I tell myself I’m not afraid of death.
But when the WhatsApp message comes - "inna lillahi wa inna ilayhi raji'un"-
I feel the constriction.
I scroll past it.
I say a quick duʿāʾ.
Then I move on.
That is my resistance.
And in this path of purification, this work with al-Qalb (the spiritual heart), I’ve come to know something deeply: every spiritual disease has a precise medicine.
And for me, one of those diseases is ghaflah - heedlessness.
It’s the fog that dulls the soul.
The seduction of noise.
The illusion that there’s still time.
And the medicine?
Dhikr al-mawt - the remembrance of death.
The graveyard.
The janāzah.
The silence after the soil is laid.
So I’ve made an intention: to no longer wait for death to find me.
I want to seek it out.
Not morbidly, but mindfully.
I want to stare it in the face.
To sit with it.
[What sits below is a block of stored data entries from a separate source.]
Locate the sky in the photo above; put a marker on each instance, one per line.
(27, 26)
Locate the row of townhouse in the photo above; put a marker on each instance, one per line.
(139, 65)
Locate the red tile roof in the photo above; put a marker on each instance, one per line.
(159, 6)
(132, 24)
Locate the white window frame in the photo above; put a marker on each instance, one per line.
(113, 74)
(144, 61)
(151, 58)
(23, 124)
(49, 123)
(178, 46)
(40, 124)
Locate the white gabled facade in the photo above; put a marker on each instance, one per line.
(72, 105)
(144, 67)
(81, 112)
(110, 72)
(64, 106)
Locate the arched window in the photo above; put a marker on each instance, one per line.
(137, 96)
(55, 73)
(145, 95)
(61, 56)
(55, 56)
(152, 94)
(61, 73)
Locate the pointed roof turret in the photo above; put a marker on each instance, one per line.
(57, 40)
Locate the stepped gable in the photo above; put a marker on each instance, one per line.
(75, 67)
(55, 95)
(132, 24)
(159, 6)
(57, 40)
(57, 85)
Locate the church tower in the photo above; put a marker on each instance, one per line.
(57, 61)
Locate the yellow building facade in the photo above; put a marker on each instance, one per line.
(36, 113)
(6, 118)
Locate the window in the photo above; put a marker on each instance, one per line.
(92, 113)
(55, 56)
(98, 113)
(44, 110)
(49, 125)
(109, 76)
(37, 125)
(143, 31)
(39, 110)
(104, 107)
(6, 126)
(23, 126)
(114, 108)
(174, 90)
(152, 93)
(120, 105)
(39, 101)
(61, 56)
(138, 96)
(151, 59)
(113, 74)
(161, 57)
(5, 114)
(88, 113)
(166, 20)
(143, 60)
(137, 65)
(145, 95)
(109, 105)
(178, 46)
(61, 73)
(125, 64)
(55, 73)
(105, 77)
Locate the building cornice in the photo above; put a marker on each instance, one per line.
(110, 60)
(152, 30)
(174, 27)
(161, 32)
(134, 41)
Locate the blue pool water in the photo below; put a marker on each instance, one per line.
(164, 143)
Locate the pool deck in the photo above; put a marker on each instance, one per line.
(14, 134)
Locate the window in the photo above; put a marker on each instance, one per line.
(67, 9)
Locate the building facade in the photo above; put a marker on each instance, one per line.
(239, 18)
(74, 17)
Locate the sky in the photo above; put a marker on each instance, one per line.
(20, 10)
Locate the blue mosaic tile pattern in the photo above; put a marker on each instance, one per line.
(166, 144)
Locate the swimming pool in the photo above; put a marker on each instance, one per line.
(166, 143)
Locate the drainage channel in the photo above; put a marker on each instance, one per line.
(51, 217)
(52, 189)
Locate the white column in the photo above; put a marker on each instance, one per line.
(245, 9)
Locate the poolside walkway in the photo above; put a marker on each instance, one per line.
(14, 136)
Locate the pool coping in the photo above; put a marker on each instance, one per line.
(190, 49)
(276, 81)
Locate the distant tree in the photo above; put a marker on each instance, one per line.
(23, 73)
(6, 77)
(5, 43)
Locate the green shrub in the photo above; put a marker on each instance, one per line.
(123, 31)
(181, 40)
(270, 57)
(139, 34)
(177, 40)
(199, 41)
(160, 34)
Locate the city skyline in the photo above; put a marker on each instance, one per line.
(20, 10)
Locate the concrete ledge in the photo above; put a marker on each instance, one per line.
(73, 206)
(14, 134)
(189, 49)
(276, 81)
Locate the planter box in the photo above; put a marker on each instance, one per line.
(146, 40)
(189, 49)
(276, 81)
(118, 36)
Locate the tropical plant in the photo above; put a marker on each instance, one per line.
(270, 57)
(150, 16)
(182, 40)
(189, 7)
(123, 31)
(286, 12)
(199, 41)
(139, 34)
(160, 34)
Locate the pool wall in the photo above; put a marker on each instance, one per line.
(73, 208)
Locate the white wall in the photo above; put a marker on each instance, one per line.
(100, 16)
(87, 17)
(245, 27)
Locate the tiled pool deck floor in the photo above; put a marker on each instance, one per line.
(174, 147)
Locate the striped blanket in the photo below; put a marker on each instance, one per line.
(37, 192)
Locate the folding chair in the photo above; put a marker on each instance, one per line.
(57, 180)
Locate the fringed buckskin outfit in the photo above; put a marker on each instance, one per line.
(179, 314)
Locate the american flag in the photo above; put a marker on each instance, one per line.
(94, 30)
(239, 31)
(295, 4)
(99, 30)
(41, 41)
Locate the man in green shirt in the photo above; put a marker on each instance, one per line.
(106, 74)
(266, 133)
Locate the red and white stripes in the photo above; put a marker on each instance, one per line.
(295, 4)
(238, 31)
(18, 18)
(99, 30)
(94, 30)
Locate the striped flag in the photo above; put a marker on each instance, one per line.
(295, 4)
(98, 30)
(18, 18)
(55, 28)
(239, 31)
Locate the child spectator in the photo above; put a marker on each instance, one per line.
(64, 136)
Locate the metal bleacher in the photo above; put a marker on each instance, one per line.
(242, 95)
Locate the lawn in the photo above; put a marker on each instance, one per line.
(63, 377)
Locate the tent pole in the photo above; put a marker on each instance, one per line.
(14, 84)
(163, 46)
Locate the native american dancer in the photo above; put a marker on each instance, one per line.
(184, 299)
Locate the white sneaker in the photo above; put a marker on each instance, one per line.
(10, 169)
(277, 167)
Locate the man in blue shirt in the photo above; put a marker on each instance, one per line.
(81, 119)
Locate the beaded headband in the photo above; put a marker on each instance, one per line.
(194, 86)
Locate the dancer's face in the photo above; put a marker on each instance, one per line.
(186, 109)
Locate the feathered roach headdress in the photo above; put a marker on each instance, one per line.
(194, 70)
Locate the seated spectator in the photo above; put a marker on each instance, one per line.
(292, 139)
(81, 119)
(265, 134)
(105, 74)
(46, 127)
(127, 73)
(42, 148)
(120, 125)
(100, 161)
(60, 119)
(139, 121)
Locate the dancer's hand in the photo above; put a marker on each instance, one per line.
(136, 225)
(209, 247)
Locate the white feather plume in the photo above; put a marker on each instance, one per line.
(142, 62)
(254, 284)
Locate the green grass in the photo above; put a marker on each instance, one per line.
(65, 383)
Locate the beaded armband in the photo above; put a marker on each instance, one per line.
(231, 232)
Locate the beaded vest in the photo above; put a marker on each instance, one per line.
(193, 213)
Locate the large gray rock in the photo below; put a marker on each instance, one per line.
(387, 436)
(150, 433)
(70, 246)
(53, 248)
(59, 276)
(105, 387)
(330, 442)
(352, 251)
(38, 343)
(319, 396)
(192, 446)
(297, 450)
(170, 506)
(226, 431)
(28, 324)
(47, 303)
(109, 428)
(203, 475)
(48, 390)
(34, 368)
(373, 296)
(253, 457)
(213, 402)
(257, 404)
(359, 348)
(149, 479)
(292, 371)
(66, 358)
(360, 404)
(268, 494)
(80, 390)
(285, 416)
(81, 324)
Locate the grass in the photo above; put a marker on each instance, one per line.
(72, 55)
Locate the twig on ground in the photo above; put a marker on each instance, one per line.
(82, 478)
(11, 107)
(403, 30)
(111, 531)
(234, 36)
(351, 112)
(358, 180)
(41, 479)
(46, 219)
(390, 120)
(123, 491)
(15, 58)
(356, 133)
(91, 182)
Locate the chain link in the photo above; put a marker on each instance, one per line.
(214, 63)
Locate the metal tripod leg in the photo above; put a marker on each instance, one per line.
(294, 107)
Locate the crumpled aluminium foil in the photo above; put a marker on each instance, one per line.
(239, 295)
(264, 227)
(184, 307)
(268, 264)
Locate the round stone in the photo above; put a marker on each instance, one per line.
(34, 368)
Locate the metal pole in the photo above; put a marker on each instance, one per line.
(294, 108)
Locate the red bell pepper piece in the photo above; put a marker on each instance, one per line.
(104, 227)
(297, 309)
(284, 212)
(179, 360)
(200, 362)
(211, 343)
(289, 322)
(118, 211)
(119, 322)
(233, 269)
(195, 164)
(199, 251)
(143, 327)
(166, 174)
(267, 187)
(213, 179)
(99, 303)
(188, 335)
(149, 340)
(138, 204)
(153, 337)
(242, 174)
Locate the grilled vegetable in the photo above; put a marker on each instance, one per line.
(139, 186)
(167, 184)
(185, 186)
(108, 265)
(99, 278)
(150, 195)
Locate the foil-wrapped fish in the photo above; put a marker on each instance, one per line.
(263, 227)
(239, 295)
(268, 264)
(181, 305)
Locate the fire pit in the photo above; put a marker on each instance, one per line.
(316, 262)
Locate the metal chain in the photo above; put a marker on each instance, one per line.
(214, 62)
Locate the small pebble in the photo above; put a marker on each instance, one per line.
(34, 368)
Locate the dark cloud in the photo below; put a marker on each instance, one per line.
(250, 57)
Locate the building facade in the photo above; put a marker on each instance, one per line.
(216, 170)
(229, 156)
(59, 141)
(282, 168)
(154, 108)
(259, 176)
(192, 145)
To walk beside it.
To remind myself that I am not of this world.
That I’m just passing through.
And to let that awareness sharpen the way I live and sober me.
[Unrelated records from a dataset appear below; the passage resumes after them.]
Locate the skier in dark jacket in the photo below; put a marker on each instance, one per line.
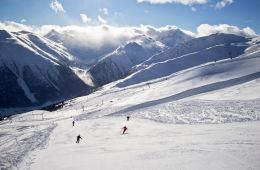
(78, 138)
(124, 129)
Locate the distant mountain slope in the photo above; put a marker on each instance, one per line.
(187, 55)
(85, 55)
(117, 64)
(35, 71)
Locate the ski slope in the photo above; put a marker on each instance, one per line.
(164, 132)
(150, 146)
(204, 117)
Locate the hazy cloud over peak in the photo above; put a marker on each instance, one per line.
(85, 18)
(206, 29)
(223, 3)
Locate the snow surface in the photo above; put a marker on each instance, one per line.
(164, 132)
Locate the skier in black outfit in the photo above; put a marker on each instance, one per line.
(124, 129)
(78, 138)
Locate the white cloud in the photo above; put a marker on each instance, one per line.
(101, 20)
(23, 20)
(14, 26)
(223, 3)
(146, 11)
(57, 6)
(97, 36)
(85, 18)
(103, 11)
(206, 29)
(193, 9)
(184, 2)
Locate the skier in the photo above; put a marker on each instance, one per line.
(78, 138)
(124, 129)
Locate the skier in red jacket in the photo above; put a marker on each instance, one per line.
(124, 129)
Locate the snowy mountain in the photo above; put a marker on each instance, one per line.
(117, 64)
(35, 71)
(170, 36)
(85, 55)
(187, 55)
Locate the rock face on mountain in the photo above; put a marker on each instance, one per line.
(35, 71)
(117, 64)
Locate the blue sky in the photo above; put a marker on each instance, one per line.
(186, 14)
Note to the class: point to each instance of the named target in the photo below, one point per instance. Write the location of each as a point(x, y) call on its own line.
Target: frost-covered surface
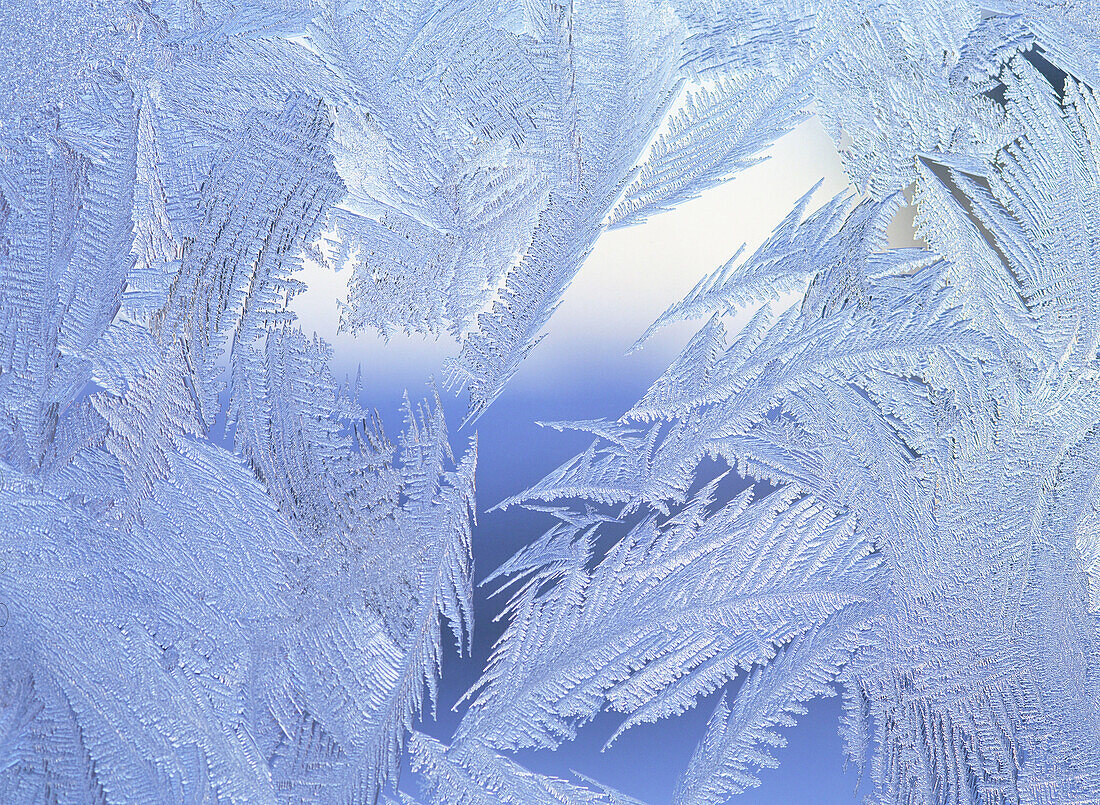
point(222, 583)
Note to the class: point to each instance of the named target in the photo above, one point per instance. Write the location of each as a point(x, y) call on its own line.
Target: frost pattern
point(221, 582)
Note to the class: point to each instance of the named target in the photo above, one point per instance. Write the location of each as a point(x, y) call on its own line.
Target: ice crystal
point(221, 582)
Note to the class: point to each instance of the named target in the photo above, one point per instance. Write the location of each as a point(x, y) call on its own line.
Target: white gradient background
point(580, 371)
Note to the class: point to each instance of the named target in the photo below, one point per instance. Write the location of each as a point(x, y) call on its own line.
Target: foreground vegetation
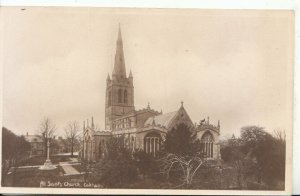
point(253, 161)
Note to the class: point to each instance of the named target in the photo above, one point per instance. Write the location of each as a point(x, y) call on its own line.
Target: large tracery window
point(207, 144)
point(125, 96)
point(152, 143)
point(109, 98)
point(120, 96)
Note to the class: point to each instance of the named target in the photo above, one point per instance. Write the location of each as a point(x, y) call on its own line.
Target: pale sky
point(233, 66)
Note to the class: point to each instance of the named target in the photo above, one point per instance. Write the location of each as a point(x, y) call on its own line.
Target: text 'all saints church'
point(142, 129)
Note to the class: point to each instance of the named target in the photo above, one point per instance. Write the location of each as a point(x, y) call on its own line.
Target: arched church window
point(125, 96)
point(152, 143)
point(109, 98)
point(120, 96)
point(207, 144)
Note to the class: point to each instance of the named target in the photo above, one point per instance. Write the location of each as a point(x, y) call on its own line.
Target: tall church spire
point(119, 67)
I’m even exploring the possibility of working in a funeral home.
Yes, really.
I want to serve in that space.
To be near the end - in hopes of beginning again.
More awake.
More real.
More alive.
And if Allāh ʿAzza wa Jall opens that door, I will walk through it, bi’idhnillāh.
I’m still paving the path.
I share this because Mawaddah is not a space for passive inspiration.
It’s a space for radical honesty.
For sincerity.
For transformation.
For choosing to wake up.
So here I am - choosing to walk toward the very thing my soul wants to turn away from.
Because maybe that’s where I’ll find the truth I’ve been searching for.
And maybe - just maybe - the way back to life
isn’t through more doing, more proving, more noise…
But through remembering death.
In stillness. In presence. In surrender.
With love and longing for The Divine, Zara - your sister in the path of the heart. I pray Allah opens within you a door to Him that no dunya can close. Allahumma Ameen.
inna lillahi wa inna ilayhi raji’un. may their soul be met with mercy and light.
and may Allah make our return gentle.
subhanAllah i have never left a graveyard unchanged. this put words to that exact feeling.